Shinthiwali was the son of a king's daughter, and
he had to remain in his mother's womb for seven
long years because of a sin 7 in a past existence.
Then for one whole week the mother could not
give birth, and on the seventh day she said to
her father, the king, 'Let me offer some gifts to
the Buddha before I die.' The gifts were made and
the Buddha blessed her. Her suffering ceased and
she gave birth to Thiwali, who at once spoke and
behaved like an adult. The Buddha's Chief Disciple,
Shin Sariputtra, arrived on the scene and, receiving
permission from the parents admitted Thiwali to the
Order. He attained Arahatship the same day. Because
of his meritorious deeds in the past he was always
receiving gifts of food and robes, and was declared
by the Buddha to be the foremost recipient of gifts
among his disciples.
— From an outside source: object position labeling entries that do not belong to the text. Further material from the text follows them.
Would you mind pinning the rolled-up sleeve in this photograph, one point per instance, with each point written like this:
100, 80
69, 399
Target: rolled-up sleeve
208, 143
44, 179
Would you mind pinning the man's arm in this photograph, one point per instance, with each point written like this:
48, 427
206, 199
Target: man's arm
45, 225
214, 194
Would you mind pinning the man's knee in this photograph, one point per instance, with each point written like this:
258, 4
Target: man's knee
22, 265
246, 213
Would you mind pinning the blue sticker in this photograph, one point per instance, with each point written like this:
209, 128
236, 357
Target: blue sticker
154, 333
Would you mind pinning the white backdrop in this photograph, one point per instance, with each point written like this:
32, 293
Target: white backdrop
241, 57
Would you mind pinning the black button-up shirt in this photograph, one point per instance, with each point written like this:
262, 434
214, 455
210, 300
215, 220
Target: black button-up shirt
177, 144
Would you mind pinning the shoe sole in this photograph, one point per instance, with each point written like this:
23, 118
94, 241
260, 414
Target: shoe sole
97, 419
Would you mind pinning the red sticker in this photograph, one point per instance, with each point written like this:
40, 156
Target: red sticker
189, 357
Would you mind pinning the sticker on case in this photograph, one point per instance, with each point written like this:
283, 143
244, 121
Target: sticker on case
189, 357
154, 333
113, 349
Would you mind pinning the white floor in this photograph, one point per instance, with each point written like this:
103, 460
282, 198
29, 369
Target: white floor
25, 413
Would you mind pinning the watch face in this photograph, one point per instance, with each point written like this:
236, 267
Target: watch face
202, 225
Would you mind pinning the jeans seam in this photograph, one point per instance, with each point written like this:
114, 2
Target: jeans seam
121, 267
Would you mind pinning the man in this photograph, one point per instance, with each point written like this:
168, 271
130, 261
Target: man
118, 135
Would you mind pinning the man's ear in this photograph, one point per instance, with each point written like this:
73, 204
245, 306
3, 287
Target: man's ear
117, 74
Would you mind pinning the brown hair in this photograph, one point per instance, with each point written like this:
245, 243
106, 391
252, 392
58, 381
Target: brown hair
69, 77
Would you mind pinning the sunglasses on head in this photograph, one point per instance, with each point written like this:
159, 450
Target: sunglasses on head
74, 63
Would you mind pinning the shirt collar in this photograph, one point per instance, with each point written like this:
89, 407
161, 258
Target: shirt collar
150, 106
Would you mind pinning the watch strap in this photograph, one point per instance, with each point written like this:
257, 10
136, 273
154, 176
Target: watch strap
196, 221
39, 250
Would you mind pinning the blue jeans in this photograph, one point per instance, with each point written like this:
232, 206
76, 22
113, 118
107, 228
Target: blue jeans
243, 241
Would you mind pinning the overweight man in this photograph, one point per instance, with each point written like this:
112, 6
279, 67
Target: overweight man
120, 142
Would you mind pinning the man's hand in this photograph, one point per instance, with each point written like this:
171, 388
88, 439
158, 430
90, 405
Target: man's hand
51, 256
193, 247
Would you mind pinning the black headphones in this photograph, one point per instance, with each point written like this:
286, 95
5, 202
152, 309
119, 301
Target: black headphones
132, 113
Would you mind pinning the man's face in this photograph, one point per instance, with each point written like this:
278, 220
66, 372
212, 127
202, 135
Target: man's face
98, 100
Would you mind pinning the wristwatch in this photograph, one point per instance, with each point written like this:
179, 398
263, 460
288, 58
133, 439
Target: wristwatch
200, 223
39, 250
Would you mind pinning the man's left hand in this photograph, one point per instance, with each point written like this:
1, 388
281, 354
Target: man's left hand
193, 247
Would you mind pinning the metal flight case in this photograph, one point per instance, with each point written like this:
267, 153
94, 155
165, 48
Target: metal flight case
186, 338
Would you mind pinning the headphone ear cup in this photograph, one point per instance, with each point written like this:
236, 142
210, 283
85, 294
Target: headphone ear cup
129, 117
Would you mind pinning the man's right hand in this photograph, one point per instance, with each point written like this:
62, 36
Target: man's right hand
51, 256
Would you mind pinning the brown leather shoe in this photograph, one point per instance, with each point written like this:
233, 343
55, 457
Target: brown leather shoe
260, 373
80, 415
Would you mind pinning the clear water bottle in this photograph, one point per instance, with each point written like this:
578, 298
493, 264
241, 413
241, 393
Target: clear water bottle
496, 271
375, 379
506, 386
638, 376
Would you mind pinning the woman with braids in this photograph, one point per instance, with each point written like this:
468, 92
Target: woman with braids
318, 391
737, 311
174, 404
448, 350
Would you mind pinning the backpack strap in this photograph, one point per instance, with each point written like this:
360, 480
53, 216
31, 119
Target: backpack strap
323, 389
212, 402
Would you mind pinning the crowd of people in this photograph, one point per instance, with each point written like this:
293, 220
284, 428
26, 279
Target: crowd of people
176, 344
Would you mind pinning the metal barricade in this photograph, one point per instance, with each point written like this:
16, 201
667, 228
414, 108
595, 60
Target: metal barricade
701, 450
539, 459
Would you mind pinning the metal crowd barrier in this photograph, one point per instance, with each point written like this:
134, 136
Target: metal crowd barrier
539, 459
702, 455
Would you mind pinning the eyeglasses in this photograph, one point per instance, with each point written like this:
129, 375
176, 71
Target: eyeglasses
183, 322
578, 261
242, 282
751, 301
The Burmese believe that he
is still living, that he can be invoked to come by a
prayer of special formula and that his mere invisible
presence will bring them prosperity and good fortune.
Therefore, a tiny image of him, carrying a staff in
one hand and a fan in the other, as if ready for travel,
is kept for worship in many Burmese households.
Reference: Htin Aung, Dr. The Ari Monks and the Introduction of Buddhism. 1981.